Strażacy interweniowali również przy siedzibie Komendy Rejonowej Policji przy Grenadierów na Pradze Południe. Tam w nocy drzewo przygniotło zaparkowane przy ogrodzeniu radiowozy.
Ponad 600 interwencji na Mazowszu, 500 w Warszawie
Tuż przed godziną 11 rzecznik mazowieckiego komendanta wojewódzkiego Państwowej Straży Pożarnej Karol Kierzkowski podał na antenie TVN24 ówczesny bilans nocnych nawałnic.
- Ponad 1200 interwencji strażaków w całym kraju w związku z silnym frontem atmosferycznym, który przechodził w niedzielę 30 sierpnia.
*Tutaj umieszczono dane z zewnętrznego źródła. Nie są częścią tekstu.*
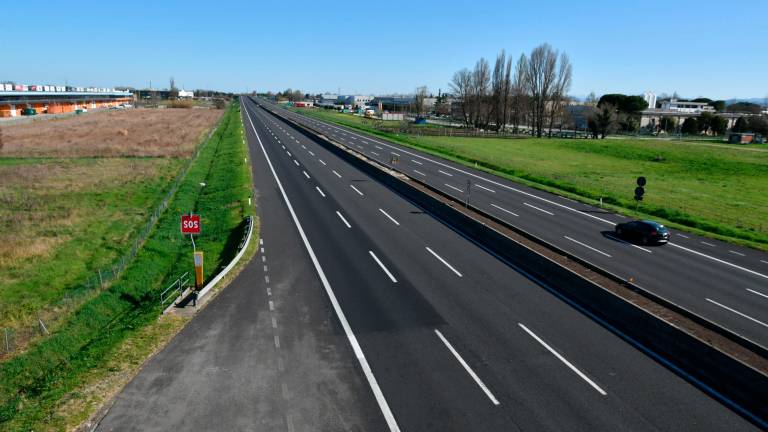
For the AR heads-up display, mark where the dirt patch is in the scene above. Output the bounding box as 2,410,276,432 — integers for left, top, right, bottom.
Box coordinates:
0,109,223,157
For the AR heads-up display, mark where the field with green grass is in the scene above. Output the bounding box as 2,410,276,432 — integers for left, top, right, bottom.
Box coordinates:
0,100,253,431
292,110,768,249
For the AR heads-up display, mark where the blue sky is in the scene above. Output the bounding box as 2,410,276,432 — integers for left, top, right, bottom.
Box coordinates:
6,0,768,98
Najwięcej interwencji odnotowano w województwie mazowieckim - ponad 620. Szczególnie w Warszawie dużo pracy, bo 304 interwencje zrealizowane w nocy i kolejne zgłoszenia wpływają na numer alarmowy 998. W sumie już 570 takich zgłoszeń otrzymaliśmy, więc cały czas jesteśmy w terenie, cały czas usuwamy połamane drzewa - wskazał rzecznik.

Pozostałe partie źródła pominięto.